Perhaps the most worrying indicator is that some of Nascar’s biggest sponsors, the very lifeblood of the sport, have been scaling back their investments. Miller Lite, which has been a partner of Team Penske for nearly three decades, recently renewed its sponsorship agreement but dropped its seasonal commitment from 24 races to just 11 races.
And a significant number of sponsors have even walked away from the sport entirely: Target, Subway, Dollar General and Cheerios have all jumped ship in the last two years. Things aren’t any better at the league level. Last year the series saw a significant drop in revenue from its title sponsorship after Monster took over for Sprint, and a few months ago Coors Light ended its partnership as Nascar’s official beer; that deal has yet to be replaced.
It’s a worrying signal, especially since sponsorship income typically accounts for nearly three-quarters of a team’s annual revenues (the series-level deals aren’t as much of an immediate concern, since the teams’ share of Nascar revenues are locked in under the new charter system, which guarantees entry into every race). And that sponsor money leaving the sport could explain why some top owners have also started scaling back their operations.
Last year Roush Fenway Racing leased one of its three charters, and this year the team sold that charter off, permanently scaling down to two cars. Once the most valuable team in Nascar, Roush now ranks sixth with a value of $140 million, down 55% from $313 million a decade ago. Richard Childress Racing is also running just two cars this year, Richard Petty Motorsports is down to one and even Furniture Row Racing, which won last year’s championship, has ditched one of its charters and returned to being a one-car outfit.
The good news is that the trio of Hendrick, Gibbs and Stewart-Haas, Nascar’s three most valuable teams, continue to fund robust four-car garages, though with slightly leaner bottom lines (the three had combined operating income of $17 million last year, down from $36 million the year before). Team Penske has also expanded operations this year, buying a third charter before the season. The new No. 12 car is being driven by Ryan Blaney, who appears destined for success after dominating much of Sunday’s Daytona 500. The team is now worth $142 million, up 5% over last year.
One of the newer concerns for Nascar is the sudden loss of many of the sport’s top stars. The likes of Jeff Gordon, Tony Stewart and Dale Earnhardt Jr. have all retired, costing the sport some of its most recognizable faces, but drivers are actually an area where Nascar may soon get some good news. The series’ youth development program is enjoying plenty of early success.
Kyle Larson is already among the sport’s most competitive and top-paid drivers, Chase Elliott moves more merchandise than just about anyone and the likes of Bubba Wallace and Blaney just demonstrated their abilities at Daytona. Obviously none of those names are yet on the level of a Gordon or Earnhardt, but Nascar president Brent Dewar sees Nascar’s youth movement as a major reason to be optimistic for the future.
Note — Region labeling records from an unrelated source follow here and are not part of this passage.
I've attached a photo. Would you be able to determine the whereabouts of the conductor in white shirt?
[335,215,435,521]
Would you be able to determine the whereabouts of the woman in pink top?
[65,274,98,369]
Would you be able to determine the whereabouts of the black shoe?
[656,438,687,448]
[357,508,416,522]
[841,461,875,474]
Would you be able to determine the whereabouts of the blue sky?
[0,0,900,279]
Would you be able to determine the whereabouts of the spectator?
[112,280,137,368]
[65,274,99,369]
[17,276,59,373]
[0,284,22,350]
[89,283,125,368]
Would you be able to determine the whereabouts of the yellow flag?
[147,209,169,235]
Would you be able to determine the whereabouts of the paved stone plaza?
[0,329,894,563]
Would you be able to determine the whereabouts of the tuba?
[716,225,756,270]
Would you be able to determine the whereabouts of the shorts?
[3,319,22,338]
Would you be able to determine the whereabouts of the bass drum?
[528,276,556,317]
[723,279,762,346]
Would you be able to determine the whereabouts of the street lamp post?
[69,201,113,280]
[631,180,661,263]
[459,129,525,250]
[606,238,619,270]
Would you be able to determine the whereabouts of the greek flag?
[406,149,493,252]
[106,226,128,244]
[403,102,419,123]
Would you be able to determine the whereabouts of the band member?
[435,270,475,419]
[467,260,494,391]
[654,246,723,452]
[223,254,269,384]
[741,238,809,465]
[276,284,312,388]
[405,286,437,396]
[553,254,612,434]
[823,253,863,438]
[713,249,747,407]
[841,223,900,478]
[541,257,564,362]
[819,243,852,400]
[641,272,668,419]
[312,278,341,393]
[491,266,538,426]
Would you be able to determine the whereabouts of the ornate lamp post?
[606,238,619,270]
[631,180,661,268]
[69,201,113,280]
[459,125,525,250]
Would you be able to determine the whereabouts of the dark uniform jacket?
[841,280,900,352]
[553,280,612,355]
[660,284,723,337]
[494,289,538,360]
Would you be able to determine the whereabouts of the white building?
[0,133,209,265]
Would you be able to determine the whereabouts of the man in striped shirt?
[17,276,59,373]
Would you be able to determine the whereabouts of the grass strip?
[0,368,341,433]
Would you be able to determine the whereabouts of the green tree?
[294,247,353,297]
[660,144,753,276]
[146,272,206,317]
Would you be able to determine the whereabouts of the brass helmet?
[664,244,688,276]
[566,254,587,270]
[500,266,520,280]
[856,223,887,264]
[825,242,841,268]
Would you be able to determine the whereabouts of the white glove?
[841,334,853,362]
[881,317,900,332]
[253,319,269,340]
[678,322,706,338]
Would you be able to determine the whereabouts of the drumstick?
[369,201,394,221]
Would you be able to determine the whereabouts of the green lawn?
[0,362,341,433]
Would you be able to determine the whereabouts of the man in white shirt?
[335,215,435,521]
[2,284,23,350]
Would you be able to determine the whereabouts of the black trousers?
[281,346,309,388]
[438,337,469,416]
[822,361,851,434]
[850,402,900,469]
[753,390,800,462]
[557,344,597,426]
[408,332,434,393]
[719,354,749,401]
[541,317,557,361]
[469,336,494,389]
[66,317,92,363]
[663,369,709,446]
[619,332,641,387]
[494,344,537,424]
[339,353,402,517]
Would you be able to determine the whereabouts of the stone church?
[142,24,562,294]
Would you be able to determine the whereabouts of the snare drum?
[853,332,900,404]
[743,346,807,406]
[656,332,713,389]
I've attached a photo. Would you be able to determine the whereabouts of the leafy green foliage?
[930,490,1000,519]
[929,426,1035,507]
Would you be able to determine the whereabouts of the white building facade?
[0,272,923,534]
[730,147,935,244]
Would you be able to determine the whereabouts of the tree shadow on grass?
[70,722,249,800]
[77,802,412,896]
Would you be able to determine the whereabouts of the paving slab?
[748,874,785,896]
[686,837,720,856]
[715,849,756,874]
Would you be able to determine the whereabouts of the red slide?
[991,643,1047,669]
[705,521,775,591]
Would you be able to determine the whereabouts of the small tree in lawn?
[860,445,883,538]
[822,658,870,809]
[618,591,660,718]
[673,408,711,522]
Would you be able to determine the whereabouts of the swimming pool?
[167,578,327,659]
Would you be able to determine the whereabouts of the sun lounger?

And there are plenty of other indicators that suggest Nascar isn’t headed for the scrap heap anytime soon. International Speedway Corporation and Speedway Motorsports, the two publicly traded companies that own the majority of Nascar’s tracks, are both enjoying continual revenue growth and strong stock performance; in fact, shares of both are currently trading at or near their post-recession highs.
Digital fan engagement numbers are up as well. Last season social engagements increased 12% year-over-year, while video views saw a 44% increase. Stage racing was strongly supported, with around four out of five Nascar fans preferring it to the prior format. And while TV viewership is down, Nascar’s broadcast deals remain incredibly valuable – worth an average $820 million per year – and have plenty of runway left, since they don’t expire until after the 2024 season.